İnternetteki bilgilere göre Musa Eroğlu' nun ağzından Halil İbrahim' in öyküsü şöyleymiş;

Fatsalı Halil İbrahim'in yaşam öyküsü

Çocukluğumuzda, günlerden cuma veya pazartesi olduğunda Fatsa’yı gezmek için büyüklerimizin peşine takılırdık. Yarıtaş, Töngeldibi, Kabaelma, Domuzderesi derken, eski Samsun yoluna inerdik. Oradan baktığımızda artık Fatsa görünürdü. Kilise Kıranı’ndan inenlerle yolumuz burada birleşirdi.

Halil İbrahim’i, öyle bir yolculuk esnasında tanımıştım. Siyah çizgili takım elbisesi, sekiz köşe kasketi, iskarpini, elinde şemsiyesi ile o, devrine göre şık giyinen tipik bir anadolu delikanlısıydı.

Saat, gramofon, löküs, şemsiye ve kilit gibi o zamana mahsus aletlerin tamiri ile ilgilenen ünlü bir çilingirdi. Küçük bir dükkânı vardı. Evinden işine gider, işinden de evine dönerdi. Kendisine ‘çakı gibi delikanlı’ derlerdi. Silahsız gezmezdi. Gizliden tabanca tamiri de yaptığı söylenirdi.

Babası Ahmet Sat’ın, Yalıköy tarafından gelip buraya yerleştiği ve Emiralioğulları’ndan olduğu anlatılırdı.

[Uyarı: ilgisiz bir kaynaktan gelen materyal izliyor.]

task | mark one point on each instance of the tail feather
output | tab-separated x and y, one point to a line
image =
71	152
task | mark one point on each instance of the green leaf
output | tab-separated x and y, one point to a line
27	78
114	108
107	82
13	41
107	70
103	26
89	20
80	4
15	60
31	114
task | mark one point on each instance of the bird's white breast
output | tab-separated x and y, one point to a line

Halil İbrahim, komşu köyden Orduluoğlu Ahmet’in kızına âşık olur ve onu kaçırır. Orduluoğlu Ahmet pek gururlu, bir eli olmayan ‘çolak’ lakaplı otoriter bir insandır. Kızının Halil İbrahim’e kaçmasını bir türlü hazmedememiştir. 1931 doğumlu Halil İbrahim, 1951 yılında askere gider. Köyünde eşi bir oğlu, bir de kızı vardır. Asker ocağında, vatanî görevini yapan Halil İbrahim’e bir mektup gelir. Mektup çok acıdır;

Mektupta: Komşusu ağanın, Halil İbrahim’in tapusu olmayan arazilerini kendi mülküne katmak için girişimlerde bulunduğu ve kayınpederinin de kızını geri alacağı yazılıdır. Dayanamaz Halil İbrahim, bu mektupla gelen acı ve gelecekteki yaşamını karartacağını bilmediği kara habere…

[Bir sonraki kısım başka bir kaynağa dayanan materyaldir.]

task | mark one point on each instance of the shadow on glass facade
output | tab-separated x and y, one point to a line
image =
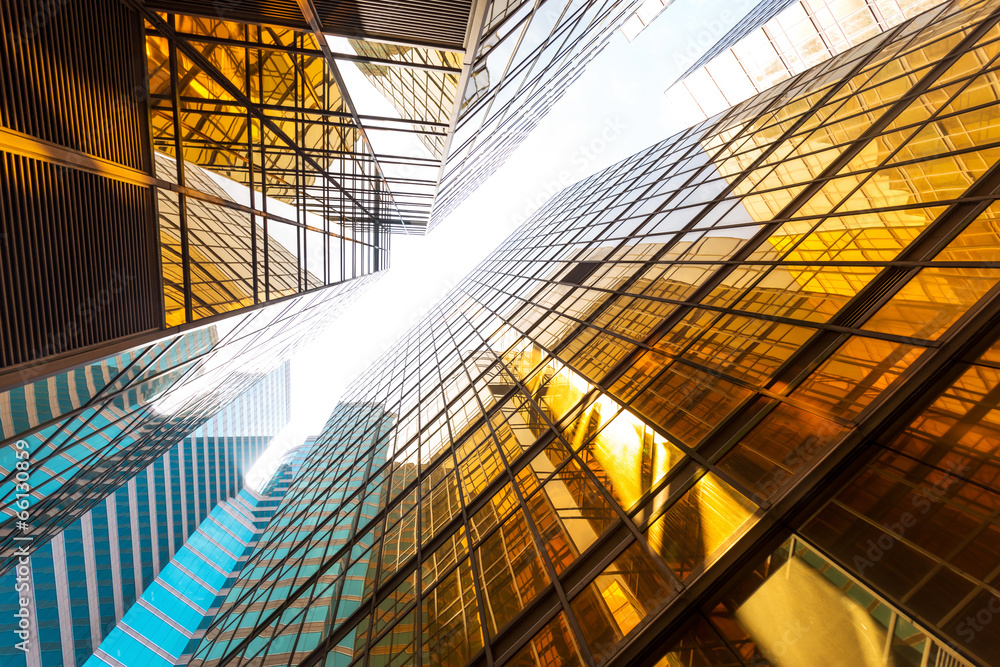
673	368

Bunun üzerine Halil İbrahim askerden firar eder. Zaten ormanlık olan evinin etrafında saklanmaya ve barınmaya başlar. Ayrıca Terzioğlu Tepesi, Odayanı, Çıtırdüzü derken ara sıra da evine gelir. Fazla direnemez ve yakalanır. O zamanlar asker kaçağı olmak çok adî bir suçtur. Onu kendisi de bilir. ancak yakalandığı zaman jandarmaları çok yormuş olmalı ki; o’nu telefon direğine bağlayıp dövdükleri söylenir.